Worm Breeder's Gazette 13(2): 40 (February 1, 1994)

These abstracts should not be cited in bibliographies. Material contained herein should be treated as personal communication and should be cited as such only with the consent of the author.

The daf-2 gene acts in the adult to limit life span

Pamela L. Larsen, Donald L. Riddle

Division of Biological Sciences, University of Missouri, Columbia, MO 65211

We have shown that the daf-12 and daf-2 genes display allele-specific interactions in determination of adult life span. Mutant daf-12 animals have a wild-type life span, mutant daf-2 animals have a doubled life span relative to wild-type (Kenyon et al., Nature 366, 461,1993) and the life span of certain daf-2 ; daf-12 strains is quadrupled. This is the largest increase in life span observed to date. The same two genes interact to control larval development and to determine adult life span. In addition, these data support the mechanism of antagonistic pleiotropy in the evolution of aging, which is that a gene with an early benefit may be detrimental late and thereby limit life.

The daf-2 mutants that we used are temperature-sensitive dauer-constitutives. Hence, the brood size and the adult life span was tested at the permissive temperature (15°C). The daf-2 ( e1370 )reproductive defect is temperature-sensitive. Neither the dauer formation defect nor the reproductive defect is temperature-sensitive for the daf-12 gene. The timing of progeny production is similar for all strains tested, including those with increased life spans.

The life spans of four independent daf-12 alleles is like that of wild type at 15°C. The daf-2 ( e1370 )is somewhat temperature sensitive for life span, and remarkably, the life span of daf-2 ( m41 )is like that of wild type. The daf-2 ( m41 ); daf-12 mutants have only a very slightly increased life span at 15°C and are therefore also temperature-sensitive. Interestingly, the super-enhanced life span observed in the daf-2 ( e1370 ); daf-12 strains at 25°C are not apparent at 15°C. This reinforces the idea that daf-2 is the major effector of the life span extension of mutant adults, and that the daf-12 mutations modulate mutant daf-2 activity. Thus, the mutant phenotypes of dauer formation, life span and fertility defects are all temperature-sensitive in the daf-2 strains that we have studied.

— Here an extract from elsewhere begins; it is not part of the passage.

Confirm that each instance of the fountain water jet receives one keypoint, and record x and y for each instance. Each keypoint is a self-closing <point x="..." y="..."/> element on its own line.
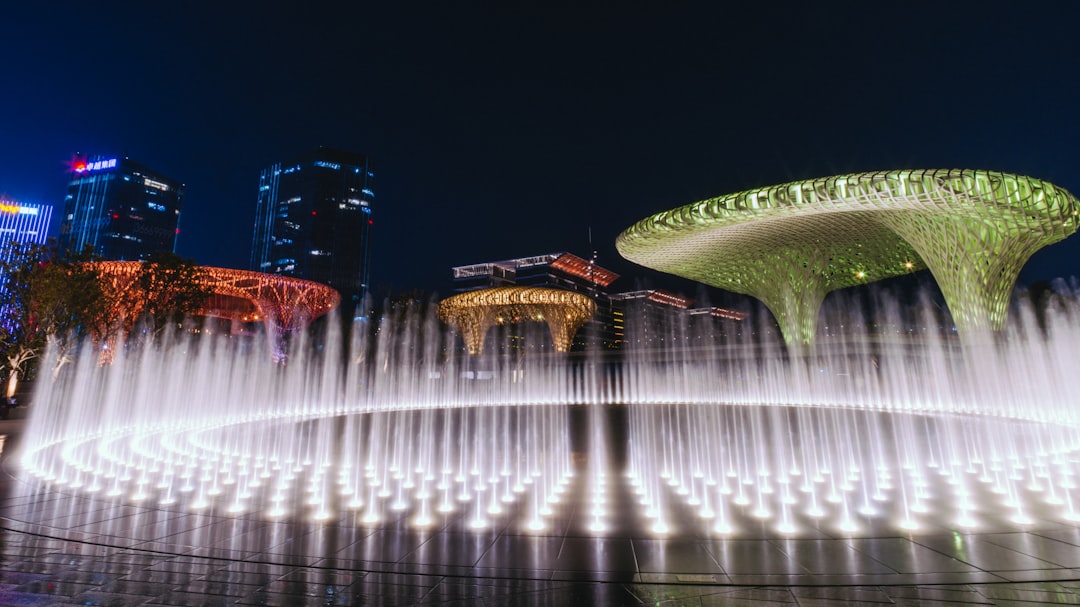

We have conducted temperature-shift experiments to determine when daf-2 function is necessary for wild-type life span. These experiments used the daf-2 ( m41 ); daf-12 ( m20 )strain because it grows to adulthood at 25°C, and thereby permits temperature-shifts in both directions. A simultaneous wild-type control allows unambiguous subtraction of effects solely due to the changing temperatures. The life spans were determined for eight treatments of wild type and daf-2 ( m41 ); daf-12 ( m20 ).For four of them the animals were raised at 25°C and either left there continuously, or shifted to 15°C during the L4 stage, young adult stage, or after cessation of egg laying. For the other four treatments the animals were raised at 15°C and then subjected to shifts to 25°C timed as above for the downshifts. Even post-reproductive loss of daf-2 activity will increase life span in a reasonable fraction of the animals. This observation suggests that life span extension in mutants is not due to a developmental or structural difference. Instead, the mechanism is pliable, perhaps involving an altered physiology under the control of daf-2 .The daf-12 gene, which encodes a transcriptional regulatory protein, can substantially modify this extension. Due to the parallels between dauer formation and increased life span of daf-2 mutants we hypothesize that the adult life span extension is due to heterochronic expression of a dauer subprogram.